The Carolina scientists looked at 980 breast tumors in women, and subjected them to two kinds of tests, which would determine which types and subtypes the tumors belonged to. They then looked at the races and ages of the women who had these tumors, and found some distressing results. Young Black women, according to the researcher's numbers, are much more likely to have triple-negative breast cancers, which don't respond to many of the treatments we conventionally use for breast cancer. The "triple negative" name means that they don't have the three most common things we know fuel breast cancer growth and target in treatment: estrogen, progesterone, or HER2 gene. The National Breast Cancer Foundation explains:
"Since the tumor cells lack the necessary receptors, common treatments like hormone therapy and drugs that target estrogen, progesterone, and HER-2 are ineffective.
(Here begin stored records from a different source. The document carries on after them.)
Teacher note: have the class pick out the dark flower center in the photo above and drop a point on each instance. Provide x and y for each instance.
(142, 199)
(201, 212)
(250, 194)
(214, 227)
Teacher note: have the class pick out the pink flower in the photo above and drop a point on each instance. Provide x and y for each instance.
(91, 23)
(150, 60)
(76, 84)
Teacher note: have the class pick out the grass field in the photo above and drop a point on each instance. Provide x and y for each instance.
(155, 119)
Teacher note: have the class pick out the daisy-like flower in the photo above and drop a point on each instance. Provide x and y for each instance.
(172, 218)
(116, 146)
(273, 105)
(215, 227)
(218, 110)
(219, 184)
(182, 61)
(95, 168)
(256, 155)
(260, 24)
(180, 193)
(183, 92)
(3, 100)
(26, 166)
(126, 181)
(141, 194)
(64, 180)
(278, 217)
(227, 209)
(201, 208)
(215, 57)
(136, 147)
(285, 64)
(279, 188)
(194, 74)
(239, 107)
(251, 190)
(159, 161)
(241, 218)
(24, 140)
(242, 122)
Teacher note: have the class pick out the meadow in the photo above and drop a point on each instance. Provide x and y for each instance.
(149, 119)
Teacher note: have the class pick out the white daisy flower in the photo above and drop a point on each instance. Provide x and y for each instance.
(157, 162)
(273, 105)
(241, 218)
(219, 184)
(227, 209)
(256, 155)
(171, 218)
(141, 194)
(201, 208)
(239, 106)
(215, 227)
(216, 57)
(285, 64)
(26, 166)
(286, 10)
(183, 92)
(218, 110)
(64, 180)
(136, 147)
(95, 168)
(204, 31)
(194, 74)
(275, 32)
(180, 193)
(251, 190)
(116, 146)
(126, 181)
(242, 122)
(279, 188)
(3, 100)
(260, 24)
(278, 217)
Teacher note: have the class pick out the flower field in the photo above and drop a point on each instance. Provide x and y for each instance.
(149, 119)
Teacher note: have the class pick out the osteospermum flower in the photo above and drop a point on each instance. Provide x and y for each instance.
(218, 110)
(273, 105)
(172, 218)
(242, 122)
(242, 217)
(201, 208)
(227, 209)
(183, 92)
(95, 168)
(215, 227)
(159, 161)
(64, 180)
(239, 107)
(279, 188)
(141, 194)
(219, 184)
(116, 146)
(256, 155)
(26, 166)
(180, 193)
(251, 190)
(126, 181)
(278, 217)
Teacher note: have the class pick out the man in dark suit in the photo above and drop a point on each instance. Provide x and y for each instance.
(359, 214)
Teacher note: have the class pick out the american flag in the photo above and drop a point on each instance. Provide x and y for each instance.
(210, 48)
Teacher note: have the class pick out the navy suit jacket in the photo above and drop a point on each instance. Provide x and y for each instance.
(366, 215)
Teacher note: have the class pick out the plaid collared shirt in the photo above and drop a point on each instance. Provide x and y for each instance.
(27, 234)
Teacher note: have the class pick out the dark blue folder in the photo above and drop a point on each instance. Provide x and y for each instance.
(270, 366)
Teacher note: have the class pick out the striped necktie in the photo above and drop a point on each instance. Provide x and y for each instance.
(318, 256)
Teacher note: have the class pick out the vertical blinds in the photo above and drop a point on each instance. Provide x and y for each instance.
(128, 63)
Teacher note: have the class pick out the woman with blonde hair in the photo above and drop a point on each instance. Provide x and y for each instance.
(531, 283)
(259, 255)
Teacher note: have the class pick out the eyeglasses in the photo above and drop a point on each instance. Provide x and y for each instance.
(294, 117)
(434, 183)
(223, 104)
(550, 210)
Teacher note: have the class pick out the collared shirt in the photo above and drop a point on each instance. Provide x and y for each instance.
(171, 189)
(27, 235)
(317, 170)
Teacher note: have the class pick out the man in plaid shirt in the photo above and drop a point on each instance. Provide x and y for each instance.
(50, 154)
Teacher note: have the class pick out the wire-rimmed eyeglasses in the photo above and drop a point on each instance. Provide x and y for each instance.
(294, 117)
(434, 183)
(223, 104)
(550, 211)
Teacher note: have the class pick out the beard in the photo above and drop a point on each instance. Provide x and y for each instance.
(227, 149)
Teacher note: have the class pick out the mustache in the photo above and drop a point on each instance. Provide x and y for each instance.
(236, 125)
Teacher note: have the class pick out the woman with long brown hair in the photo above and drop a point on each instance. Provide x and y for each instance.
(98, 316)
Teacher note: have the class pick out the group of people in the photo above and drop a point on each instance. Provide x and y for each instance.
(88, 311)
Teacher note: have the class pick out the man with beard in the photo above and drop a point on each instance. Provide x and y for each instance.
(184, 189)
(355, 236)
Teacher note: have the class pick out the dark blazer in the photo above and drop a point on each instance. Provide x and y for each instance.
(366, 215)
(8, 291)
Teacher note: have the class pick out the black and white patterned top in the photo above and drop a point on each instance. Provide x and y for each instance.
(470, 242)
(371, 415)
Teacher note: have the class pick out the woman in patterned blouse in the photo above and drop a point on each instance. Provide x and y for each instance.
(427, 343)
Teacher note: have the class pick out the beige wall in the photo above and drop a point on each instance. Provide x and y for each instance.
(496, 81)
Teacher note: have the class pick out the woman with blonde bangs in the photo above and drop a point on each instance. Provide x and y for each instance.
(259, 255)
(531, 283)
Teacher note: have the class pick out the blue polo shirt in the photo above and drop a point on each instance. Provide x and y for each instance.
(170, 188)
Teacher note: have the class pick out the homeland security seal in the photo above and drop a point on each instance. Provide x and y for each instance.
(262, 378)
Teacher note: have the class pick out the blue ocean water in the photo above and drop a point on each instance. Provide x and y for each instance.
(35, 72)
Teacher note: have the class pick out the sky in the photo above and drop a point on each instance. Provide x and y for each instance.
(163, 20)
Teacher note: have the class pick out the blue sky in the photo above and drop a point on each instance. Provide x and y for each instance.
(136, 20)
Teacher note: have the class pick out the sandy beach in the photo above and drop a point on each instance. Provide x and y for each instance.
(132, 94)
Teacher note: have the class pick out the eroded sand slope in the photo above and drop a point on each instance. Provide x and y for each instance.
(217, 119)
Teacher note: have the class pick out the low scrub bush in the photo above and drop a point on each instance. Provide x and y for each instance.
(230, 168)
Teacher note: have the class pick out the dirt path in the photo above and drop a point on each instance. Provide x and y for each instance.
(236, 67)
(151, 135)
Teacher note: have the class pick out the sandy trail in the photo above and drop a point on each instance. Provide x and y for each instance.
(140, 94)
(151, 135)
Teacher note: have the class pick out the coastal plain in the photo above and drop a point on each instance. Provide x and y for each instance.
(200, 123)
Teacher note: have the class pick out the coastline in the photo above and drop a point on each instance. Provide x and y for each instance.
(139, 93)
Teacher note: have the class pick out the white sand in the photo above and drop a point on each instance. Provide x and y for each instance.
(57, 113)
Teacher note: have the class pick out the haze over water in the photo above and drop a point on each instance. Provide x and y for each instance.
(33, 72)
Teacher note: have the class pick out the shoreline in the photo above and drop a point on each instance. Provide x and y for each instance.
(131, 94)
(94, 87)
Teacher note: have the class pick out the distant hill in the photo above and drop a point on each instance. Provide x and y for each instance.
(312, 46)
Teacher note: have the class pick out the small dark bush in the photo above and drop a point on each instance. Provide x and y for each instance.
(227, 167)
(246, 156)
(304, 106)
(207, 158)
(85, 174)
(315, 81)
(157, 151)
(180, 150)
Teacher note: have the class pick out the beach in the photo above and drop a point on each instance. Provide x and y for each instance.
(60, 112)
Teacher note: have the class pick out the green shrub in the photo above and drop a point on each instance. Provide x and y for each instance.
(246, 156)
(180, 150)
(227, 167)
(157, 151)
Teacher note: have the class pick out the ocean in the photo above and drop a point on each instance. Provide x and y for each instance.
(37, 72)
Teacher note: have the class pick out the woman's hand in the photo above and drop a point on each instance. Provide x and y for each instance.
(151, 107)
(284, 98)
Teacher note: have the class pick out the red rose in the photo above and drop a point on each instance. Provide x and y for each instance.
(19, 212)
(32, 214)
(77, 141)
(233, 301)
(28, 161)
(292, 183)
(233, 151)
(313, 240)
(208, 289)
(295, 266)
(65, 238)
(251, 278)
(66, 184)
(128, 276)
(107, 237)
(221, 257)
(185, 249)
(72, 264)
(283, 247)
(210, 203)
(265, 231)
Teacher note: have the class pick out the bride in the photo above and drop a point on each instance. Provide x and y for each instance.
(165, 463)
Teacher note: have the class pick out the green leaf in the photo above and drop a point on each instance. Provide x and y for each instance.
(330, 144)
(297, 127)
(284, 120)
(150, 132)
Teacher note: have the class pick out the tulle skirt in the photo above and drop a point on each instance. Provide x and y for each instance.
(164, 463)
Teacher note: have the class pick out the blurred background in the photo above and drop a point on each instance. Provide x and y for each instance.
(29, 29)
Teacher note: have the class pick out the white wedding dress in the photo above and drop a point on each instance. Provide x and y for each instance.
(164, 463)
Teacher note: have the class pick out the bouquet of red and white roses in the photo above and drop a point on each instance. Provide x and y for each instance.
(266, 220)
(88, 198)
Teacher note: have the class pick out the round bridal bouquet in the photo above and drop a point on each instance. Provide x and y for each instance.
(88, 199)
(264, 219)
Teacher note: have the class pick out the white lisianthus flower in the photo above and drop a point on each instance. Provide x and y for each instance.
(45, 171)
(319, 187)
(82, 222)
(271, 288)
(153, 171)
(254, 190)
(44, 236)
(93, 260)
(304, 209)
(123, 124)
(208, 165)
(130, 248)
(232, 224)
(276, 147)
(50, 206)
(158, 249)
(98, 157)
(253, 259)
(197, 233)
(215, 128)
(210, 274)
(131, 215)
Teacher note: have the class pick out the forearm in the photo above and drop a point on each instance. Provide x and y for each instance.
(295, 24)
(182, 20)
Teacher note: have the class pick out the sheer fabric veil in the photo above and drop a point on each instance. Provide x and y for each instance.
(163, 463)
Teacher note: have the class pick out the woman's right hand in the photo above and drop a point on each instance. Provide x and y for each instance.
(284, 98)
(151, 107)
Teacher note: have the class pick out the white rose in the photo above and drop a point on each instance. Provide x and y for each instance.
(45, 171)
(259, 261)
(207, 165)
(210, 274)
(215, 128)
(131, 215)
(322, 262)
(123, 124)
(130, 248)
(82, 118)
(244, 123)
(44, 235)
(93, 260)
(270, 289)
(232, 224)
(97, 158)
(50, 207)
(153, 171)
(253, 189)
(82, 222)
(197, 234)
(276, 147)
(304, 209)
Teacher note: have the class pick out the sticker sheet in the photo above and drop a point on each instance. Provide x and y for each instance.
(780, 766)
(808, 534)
Using chemotherapy to treat triple negative breast cancer is still an effective option."
But why do young Black women have a higher rate of a cancer that's got fewer treatment options and a higher mortality rate? There's one genetic explanation. A lot of triple-negative tumors, according to studies, seem to come from a genetic flaw: a faulty BRCA1 gene. (That's the faulty gene that, paired with her family history of deadly breast cancer, prompted Angelina Jolie to undergo a double mastectomy.) And a study published in 2015 in the journal Cancer found that young Black women seem to have a high likelihood of having this faulty gene.
That's not all the Carolina scientists found, though. Black women in their study were much less likely than white women to have luminal A breast cancer, which is the easiest to treat. They were 50 percent more likely than white women to have HER2-enriched breast cancer, and 45 percent more likely to have luminal B. And in subtypes which were hormone-receptor positive and HER2-negative (which can fall under either luminal A or B), black women's tumors were more aggressive and more likely to recur after treatment.
The researchers are using these results to argue that the genomic testing of tumors should be standard to help give doctors the most information about possible breast cancer treatment; but it's also an alarming bit of news that adds into generations of data that black women are more likely to die of breast cancer. And genetics seems to be part of the reason why.